EMS Annual Meeting Abstracts
Vol. 18, EMS2021-200, 2021
https://doi.org/10.5194/ems2021-200
EMS Annual Meeting 2021
© Author(s) 2021. This work is distributed under
the Creative Commons Attribution 4.0 License.

From open data to global digital public good

Håvard Futsæter
Håvard Futsæter
  • MET Norway (havardf@met.no)

MET Norway has had an open data policy for many years. A permissive open data license, and a freely accessible service through which to gain access to the dataset is the first step. However, the data is not useful before it is understood and used in decision-making.

MET Norway serves many user groups, many of which have very different needs for open meteorological data. To cater for the different user needs, MET Norway provides multiple distribution services. One of our most important open data data services is MET Norway Weather API, a global location based time series forecast service. (https://developer.yr.no/featured-products/forecast/)

MET Norway has recently joined the Digital Public Goods Alliance, to help reach the Sustainable Development Goals(SDG) (https://sdgs.un.org/goals)  by leveraging our MET Norway Weather API service as a digital public good.

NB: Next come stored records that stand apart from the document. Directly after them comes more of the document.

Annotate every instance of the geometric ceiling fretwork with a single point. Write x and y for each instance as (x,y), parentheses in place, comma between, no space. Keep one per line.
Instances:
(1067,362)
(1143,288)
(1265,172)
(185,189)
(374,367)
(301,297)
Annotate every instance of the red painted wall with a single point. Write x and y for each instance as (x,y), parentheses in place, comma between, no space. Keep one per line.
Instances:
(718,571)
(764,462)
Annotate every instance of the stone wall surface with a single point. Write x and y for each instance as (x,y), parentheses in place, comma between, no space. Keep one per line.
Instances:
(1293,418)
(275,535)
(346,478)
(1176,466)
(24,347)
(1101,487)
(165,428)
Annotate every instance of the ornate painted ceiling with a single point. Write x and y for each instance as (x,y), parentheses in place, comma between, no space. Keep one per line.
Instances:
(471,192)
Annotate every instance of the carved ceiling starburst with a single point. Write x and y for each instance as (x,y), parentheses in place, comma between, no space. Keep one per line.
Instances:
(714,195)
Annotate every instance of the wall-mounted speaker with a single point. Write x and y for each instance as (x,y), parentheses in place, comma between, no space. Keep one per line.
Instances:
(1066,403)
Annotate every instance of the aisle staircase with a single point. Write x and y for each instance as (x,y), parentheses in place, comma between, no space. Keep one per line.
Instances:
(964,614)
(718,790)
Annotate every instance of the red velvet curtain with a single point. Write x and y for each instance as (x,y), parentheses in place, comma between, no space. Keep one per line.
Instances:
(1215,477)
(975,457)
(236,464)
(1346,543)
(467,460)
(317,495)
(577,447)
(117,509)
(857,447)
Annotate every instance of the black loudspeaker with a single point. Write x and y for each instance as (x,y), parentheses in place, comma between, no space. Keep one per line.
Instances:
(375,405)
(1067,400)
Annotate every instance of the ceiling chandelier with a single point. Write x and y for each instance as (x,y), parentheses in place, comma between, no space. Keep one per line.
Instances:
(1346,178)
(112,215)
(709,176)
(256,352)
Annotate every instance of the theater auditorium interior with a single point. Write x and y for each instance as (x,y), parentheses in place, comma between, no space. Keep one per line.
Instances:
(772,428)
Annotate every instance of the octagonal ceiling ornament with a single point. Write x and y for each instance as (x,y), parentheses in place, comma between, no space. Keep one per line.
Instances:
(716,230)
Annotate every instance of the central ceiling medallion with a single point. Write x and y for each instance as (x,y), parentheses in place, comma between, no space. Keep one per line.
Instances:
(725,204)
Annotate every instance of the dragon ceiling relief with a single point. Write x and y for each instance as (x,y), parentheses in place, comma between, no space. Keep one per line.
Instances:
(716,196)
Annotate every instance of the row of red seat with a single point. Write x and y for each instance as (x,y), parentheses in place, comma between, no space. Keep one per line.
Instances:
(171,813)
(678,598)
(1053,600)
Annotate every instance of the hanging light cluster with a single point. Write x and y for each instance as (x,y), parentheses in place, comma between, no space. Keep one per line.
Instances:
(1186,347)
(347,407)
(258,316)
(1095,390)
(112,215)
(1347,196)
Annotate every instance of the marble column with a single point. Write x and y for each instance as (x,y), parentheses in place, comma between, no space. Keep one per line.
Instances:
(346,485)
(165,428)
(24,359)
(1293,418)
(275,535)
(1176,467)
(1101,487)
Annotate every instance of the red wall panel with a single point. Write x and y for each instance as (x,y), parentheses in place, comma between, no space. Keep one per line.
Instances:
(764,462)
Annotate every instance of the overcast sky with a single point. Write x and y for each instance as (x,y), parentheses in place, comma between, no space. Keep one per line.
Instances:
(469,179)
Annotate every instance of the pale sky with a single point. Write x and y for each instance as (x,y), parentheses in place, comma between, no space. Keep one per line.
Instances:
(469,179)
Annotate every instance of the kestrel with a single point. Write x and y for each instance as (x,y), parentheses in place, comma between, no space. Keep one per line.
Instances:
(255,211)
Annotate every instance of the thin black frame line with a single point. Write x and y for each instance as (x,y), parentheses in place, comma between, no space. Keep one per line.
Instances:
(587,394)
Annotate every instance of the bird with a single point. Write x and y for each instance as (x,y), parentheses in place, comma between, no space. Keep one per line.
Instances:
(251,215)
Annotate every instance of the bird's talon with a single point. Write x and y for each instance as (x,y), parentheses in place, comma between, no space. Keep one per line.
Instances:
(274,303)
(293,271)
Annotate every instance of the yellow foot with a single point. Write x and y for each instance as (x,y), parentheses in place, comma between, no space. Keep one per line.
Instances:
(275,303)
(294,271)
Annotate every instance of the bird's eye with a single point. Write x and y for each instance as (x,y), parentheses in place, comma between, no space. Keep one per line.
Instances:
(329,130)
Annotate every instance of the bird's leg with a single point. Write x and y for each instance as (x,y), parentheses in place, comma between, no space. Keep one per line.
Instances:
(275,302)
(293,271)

“The Digital Public Goods Alliance is a multi-stakeholder initiative with a mission to accelerate the attainment of the sustainable development goals in low- and middle-income countries by facilitating the discovery, development, use of, and investment in digital public goods.” (https://digitalpublicgoods.net/about/)

Moving from open data to a digital public good has meant taking a more active part in identifying, exploring and understanding the needs that low -and middle-income countries have. The needs considered are both end-user needs and gaps/tools/competency needs across the value chain. And we are trying to find ways our data and services can help fill those needs in an operational sustainable way by co-creating applications built on top of our services.

In this presentation we will first describe our experience with serving open and free weather forecast data. Then describe the challenges in moving from open data to working with our data as an SDG.

The presentation will be focused both on user needs and on technical challenges connected to running a global freely available open data service.